В 1646 г., казалось, уже нашли подходящего человека. Это был грек Венедикт, прибывший без особого приглашения в Москву, преподаватель греческого языка в Киевской коллегии, называвший себя «старшим архимандритом, доктором и богословом Великой Константинопольской церкви». Он расхваливал свою науку, свой успех и свои таланты. Ртищев не замедлил познакомиться со столь ученым мужем: он проявил в отношении его столько наивной, полной восхищения привязанности, что грек, в свою очередь, называл его своим «сыном о Святом Духе», «любимым и мудрейшим государем Федором». Он согласился, чтобы Ртищев стал посредником для передачи Борису Морозову его сочинения относительно семи чаш Апокалипсиса[457]. Однако в это время Венедикт получил уже из Посольского приказа распоряжение об отъезде, будучи уличен, помимо своего хвастовства и своей жадности, в подлогах и попытках кражи[458].

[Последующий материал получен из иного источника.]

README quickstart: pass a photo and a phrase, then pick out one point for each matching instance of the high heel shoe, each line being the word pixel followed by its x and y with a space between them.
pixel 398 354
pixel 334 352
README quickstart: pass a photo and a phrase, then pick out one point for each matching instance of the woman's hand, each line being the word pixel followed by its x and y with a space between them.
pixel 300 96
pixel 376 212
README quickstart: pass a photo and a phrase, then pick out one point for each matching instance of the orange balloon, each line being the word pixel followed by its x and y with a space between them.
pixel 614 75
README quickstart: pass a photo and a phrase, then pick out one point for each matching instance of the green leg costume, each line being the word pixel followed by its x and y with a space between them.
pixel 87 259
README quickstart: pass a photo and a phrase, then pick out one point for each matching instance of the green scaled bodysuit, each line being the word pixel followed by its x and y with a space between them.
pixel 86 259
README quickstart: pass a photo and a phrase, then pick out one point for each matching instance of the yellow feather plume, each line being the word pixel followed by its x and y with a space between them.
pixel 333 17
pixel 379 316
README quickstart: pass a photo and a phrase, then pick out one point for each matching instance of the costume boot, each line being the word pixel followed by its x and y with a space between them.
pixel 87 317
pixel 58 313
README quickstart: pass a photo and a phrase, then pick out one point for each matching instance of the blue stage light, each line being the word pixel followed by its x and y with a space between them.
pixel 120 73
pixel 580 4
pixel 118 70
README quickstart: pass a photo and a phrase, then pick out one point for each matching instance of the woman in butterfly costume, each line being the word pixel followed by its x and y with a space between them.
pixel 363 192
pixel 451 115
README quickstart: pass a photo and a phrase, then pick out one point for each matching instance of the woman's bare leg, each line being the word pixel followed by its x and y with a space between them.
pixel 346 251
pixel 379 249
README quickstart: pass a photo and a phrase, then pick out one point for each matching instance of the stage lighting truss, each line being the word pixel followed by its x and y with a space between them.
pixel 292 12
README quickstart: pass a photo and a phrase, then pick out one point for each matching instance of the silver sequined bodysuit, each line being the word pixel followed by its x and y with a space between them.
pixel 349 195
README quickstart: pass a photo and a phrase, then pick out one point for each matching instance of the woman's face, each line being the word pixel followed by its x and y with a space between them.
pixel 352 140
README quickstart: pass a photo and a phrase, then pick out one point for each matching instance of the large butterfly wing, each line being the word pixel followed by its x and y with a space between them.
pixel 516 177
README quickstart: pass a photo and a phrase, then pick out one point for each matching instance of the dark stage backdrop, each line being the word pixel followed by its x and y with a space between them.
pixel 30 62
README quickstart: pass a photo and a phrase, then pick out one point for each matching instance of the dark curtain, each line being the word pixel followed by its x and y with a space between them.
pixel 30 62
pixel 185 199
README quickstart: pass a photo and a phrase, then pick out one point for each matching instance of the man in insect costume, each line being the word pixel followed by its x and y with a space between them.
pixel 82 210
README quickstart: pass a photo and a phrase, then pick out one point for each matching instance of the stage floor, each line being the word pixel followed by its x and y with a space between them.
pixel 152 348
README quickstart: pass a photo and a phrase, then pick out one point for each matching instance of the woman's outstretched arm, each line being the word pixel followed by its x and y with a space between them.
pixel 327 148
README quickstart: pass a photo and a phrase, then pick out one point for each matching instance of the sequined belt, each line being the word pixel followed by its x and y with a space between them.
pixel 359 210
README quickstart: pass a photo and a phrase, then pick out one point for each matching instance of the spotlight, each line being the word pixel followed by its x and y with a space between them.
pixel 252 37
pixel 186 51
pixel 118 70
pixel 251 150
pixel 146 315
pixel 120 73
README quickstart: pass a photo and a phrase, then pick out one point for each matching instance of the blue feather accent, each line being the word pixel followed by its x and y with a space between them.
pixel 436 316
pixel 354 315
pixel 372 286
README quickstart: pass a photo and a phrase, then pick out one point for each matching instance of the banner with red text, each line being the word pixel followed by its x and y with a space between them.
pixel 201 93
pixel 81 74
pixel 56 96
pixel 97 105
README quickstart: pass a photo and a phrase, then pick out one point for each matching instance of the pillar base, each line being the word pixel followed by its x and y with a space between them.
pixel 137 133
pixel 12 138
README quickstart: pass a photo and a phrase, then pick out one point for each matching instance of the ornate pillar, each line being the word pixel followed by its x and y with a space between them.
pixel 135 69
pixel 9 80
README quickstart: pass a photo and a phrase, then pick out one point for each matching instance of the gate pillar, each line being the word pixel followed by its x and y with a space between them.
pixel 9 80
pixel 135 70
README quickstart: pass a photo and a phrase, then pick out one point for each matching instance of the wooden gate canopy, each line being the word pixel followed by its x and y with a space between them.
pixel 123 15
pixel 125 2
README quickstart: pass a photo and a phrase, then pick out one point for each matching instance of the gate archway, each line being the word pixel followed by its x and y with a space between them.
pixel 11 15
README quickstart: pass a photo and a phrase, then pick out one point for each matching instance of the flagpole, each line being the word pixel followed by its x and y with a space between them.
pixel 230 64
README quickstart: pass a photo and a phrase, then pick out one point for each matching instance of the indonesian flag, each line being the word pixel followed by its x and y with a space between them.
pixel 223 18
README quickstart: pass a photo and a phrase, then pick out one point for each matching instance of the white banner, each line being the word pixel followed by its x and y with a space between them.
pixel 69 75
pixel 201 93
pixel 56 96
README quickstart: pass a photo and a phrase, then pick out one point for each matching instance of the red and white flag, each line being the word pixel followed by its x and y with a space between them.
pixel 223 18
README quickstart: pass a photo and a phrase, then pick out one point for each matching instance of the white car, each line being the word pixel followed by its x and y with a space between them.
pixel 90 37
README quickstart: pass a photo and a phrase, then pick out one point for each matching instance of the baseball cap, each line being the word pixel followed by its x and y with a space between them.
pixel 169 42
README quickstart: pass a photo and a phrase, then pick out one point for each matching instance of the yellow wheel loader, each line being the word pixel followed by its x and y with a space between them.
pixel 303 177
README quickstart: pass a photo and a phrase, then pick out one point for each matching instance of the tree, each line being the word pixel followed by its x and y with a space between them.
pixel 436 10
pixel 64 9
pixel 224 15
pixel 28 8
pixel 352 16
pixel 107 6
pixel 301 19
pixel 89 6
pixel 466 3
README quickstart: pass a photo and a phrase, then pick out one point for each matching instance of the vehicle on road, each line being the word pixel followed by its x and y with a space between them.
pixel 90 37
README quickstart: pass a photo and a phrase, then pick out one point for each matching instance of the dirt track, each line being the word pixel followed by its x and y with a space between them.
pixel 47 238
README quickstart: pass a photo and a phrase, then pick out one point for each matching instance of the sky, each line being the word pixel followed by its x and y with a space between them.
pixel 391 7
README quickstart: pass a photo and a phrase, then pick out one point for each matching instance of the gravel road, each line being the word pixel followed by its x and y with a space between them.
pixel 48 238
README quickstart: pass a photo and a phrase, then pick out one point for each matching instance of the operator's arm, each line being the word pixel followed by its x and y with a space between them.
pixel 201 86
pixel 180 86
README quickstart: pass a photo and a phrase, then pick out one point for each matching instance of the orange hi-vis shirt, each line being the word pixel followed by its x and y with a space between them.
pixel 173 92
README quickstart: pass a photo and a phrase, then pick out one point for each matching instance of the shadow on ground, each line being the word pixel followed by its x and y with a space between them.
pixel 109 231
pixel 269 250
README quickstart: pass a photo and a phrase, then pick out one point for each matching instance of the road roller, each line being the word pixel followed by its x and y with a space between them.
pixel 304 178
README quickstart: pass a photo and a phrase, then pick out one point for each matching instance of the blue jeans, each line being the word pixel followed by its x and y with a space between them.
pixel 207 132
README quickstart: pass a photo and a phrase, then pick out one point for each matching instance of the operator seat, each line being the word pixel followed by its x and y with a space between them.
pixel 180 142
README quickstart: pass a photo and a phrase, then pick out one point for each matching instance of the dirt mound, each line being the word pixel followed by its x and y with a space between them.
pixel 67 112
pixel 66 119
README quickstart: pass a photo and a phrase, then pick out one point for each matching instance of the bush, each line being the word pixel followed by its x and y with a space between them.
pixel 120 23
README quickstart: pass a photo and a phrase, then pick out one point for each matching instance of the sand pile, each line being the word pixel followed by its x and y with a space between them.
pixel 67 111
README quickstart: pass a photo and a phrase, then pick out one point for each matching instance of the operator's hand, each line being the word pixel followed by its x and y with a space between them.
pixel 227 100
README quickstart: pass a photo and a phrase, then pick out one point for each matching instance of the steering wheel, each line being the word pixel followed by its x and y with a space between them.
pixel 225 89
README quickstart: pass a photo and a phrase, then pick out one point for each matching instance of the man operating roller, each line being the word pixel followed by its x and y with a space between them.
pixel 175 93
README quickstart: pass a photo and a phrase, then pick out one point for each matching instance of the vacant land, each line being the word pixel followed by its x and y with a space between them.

Неудачный опыт с Венедиктом не свидетельствовал против самой мысли пригласить иностранного преподавателя; он доказывал только, что было бы лучше доверяться малороссам, чем грекам. Это становилось все более и более убеждением Ртищева. В небольшой группе друзей, состоящей из Стефана Вонифатьева и Никона, священников известного возраста, царя Алексея и Федора, людей молодых и светских, последний отличался своей страстью к малоросской науке[459].